For these reasons, Employers may decide to discipline or discharge employees for social media activity that blurs the line between personal opinion and employers’ business interests. Employers should consider that employees have certain legal protections against employer responses to their speech at and away from work.  They include engaging in “protected activity” under the Fair Employment and Housing Act (FEHA), political speech as defined in the California Labor Code, and protected activity under Section 7 of the National Labor Relations Act (NLRA). These protections are not unlimited, and they depend on the context and content of the communication.

FEHA Protection

The Fair Employment and Housing Act and analogous federal laws  protect employees who oppose an employer’s practice that they reasonably believe violates anti-discrimination laws.  For example, if an employee in good faith complains that an employer’s hiring practices result in sex discrimination, employers risk retaliation claims for taking negative action in response to the employee’s opinion.  

Google recently discharged an employee whose objection to company diversity programs became public via social media outlets.  Google claims the employee’s viewpoints were sexist and upset other employees.  The fired employee claims he had a right to register his complaints.  It remains to be seen whether the employee’s viewpoints constitute a legally protected activity, or whether Google will be found liable for retaliating against him.
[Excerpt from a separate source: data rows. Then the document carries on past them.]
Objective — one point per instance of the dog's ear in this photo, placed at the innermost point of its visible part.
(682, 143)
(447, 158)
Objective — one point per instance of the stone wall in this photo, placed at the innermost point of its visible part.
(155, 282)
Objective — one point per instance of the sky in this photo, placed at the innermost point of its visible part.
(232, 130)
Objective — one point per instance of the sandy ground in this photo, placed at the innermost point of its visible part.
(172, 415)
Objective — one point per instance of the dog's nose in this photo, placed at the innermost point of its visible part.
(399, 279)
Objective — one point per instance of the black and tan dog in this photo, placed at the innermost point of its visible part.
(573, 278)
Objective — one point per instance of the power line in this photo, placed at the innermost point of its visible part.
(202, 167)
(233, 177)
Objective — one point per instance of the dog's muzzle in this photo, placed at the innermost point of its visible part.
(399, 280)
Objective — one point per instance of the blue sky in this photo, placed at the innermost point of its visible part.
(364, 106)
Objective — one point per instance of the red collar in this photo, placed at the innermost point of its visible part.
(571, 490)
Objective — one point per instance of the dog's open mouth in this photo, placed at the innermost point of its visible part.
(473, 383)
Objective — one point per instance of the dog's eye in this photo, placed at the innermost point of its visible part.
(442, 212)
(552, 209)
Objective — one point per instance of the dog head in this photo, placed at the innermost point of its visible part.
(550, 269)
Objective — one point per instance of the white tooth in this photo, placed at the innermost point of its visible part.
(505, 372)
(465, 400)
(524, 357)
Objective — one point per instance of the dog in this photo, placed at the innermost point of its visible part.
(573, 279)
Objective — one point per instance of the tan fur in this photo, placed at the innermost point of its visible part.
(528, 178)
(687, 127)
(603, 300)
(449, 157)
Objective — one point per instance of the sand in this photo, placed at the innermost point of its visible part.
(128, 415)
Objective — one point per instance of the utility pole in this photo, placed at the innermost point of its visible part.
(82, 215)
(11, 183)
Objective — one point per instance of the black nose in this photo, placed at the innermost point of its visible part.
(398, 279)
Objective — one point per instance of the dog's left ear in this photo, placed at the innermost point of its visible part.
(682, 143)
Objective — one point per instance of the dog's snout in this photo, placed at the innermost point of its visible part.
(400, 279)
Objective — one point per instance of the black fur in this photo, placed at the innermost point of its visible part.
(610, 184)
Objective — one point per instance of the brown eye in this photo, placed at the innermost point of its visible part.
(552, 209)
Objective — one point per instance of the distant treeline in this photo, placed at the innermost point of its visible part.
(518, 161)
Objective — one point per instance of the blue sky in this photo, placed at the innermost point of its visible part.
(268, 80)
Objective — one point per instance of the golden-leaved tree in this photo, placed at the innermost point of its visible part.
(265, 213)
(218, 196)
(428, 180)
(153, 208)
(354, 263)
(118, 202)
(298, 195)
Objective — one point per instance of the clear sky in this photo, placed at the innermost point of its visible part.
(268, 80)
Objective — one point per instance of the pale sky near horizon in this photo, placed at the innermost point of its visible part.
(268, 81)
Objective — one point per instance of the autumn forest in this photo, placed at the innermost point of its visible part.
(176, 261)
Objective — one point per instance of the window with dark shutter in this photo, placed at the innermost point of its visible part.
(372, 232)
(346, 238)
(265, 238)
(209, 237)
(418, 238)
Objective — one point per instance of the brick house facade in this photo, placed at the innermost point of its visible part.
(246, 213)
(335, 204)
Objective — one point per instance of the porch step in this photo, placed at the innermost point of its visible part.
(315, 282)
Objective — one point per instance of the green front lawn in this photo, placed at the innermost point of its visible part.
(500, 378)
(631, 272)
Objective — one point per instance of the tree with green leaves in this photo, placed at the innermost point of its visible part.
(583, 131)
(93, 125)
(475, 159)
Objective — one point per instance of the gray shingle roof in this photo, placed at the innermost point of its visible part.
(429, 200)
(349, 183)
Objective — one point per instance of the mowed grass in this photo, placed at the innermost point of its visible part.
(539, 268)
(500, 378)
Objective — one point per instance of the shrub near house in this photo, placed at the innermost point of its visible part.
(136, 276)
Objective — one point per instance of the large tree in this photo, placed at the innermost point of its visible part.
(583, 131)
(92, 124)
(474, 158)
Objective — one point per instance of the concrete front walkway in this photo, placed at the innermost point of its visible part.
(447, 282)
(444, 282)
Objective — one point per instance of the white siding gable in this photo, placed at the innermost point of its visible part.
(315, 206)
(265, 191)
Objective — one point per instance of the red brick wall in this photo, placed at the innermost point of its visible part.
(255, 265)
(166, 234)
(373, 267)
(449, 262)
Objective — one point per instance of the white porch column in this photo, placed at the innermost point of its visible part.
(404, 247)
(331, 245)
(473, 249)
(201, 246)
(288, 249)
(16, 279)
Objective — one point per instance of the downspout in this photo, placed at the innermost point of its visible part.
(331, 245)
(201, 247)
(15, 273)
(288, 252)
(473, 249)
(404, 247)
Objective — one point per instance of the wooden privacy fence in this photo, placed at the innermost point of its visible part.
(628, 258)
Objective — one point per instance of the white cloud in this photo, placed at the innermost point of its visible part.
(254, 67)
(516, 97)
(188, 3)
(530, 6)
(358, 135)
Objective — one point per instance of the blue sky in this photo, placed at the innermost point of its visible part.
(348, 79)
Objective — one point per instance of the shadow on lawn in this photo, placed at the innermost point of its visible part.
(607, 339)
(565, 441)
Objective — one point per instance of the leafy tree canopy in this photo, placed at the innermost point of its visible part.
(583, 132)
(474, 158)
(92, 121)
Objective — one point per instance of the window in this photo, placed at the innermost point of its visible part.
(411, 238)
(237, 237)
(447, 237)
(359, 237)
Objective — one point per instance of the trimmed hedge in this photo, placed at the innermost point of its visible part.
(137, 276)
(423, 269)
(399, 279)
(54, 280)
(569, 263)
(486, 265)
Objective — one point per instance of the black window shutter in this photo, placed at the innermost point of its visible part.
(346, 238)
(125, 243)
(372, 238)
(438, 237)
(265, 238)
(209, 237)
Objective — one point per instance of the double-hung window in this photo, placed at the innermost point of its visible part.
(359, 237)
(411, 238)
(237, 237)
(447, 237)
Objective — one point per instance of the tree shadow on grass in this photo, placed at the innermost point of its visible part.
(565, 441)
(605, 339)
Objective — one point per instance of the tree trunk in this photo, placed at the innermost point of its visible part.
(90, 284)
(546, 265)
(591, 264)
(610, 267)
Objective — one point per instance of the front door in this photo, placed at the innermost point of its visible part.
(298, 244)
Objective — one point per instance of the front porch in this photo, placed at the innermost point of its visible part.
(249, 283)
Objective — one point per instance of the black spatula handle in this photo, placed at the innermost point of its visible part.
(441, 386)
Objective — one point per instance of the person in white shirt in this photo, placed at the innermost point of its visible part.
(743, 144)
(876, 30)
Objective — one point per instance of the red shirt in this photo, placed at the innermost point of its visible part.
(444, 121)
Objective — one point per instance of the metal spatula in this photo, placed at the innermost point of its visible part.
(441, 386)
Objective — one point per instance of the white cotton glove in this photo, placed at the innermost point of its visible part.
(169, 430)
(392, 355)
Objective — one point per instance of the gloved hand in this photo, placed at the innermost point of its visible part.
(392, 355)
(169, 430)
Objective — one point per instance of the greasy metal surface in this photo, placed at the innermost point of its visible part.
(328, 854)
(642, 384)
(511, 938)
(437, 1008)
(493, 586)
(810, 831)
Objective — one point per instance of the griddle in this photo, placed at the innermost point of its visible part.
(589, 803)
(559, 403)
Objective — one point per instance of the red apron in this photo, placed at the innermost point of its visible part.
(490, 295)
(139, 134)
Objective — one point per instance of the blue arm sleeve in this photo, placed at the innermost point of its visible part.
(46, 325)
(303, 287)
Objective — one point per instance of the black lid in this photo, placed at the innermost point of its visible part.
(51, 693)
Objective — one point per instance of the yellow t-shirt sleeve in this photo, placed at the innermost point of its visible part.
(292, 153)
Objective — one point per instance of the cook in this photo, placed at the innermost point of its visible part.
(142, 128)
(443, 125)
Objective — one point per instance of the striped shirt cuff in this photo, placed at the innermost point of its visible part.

California Political Speech Protection

California’s Labor Code prohibits employers from retaliating against employees based on “political action or political activity.”  The California Supreme Court, in Gay Law Students Association v. Pacific Telephone & Telegraph Company, remarked that the Legislature created this law because “employers could misuse their economic power to interfere with the political activities of their employees…”  The Court also held that this protection is not limited to attempting to persuade employees to vote for a candidate.  The statute also bars employers from influencing their employees’ opinions on “issues of civil rights, such as racial and gender disparities.”

NLRA Protection

Employees discussing “wages, hours and other terms and conditions” of their employment may be engaging in protected activity under Section 7 of the NLRA.  Under Section 7, “[e]mployees shall have the right… to engage in other concerted activities for the purpose of collective bargaining or other mutual aid or protection.” 

Section 7’s protections apply not only to unionized employees, but also to non-union workers.  The National Labor Relations Board’s test for “other concerted activity” asks “whether activity is ‘engaged in with or on the authority of other employees, and not solely by and on behalf of the employee himself.’” 

The Google employee discussed above filed an “unfair labor practice” claim with the NLRB, claiming his internal post on a company message board was protected activity. As non-union employers await the outcome of that case, they should keep in mind that their own policies or rules that “would reasonably tend to chill employees in the exercise of their Section 7 rights” may implicate the NLRA. 

Public Sector Employees’ First Amendment Protections

The First Amendment of the U.S. Constitution protects individuals from government regulation of free speech, rather than private employer conduct. Public sector employees may invoke the First Amendment to protect their unpopular speech, but only to a limited degree. Public sector employees that “[speak] as a citizen on a matter of public concern” and in instances where the speech does not have “some potential to affect the [public sector employer’s] operations” are protected from employer discipline for that speech.

Employers’ Rights

Employers have the right to make legitimate business decisions to protect their business interests. They also have the obligation to prevent violence or discrimination against other employees. However, there is tension in law between employee and employer rights regarding employees’ speech, particularly when employers are off-duty.   As is often the case, employers may be caught between the proverbial rock and hard place.

Employers should adopt clear social media policies that conform to the laws discussed above and protect business interests. For example, employers may insist that employees include disclaimers in their profiles, or confine personal viewpoints to personal accounts that do not involve the employer’s name or the employee’s position with the organization.  Good policies also educate employees as to what is unacceptable to post while operating employer social media accounts. 

Unanticipated retaliation claims may reward employees for making statements that seem disloyal or contrary to business interests. Therefore, employers should analyze employees’ statements under legal frameworks discussed above before taking disciplinary action. 

Finally, to help sift through the legal pitfalls, employers should consult with an employment law attorney regarding their existing employee communication and social media policies, and certainly before taking action against an employee who expresses views about matters protected by law.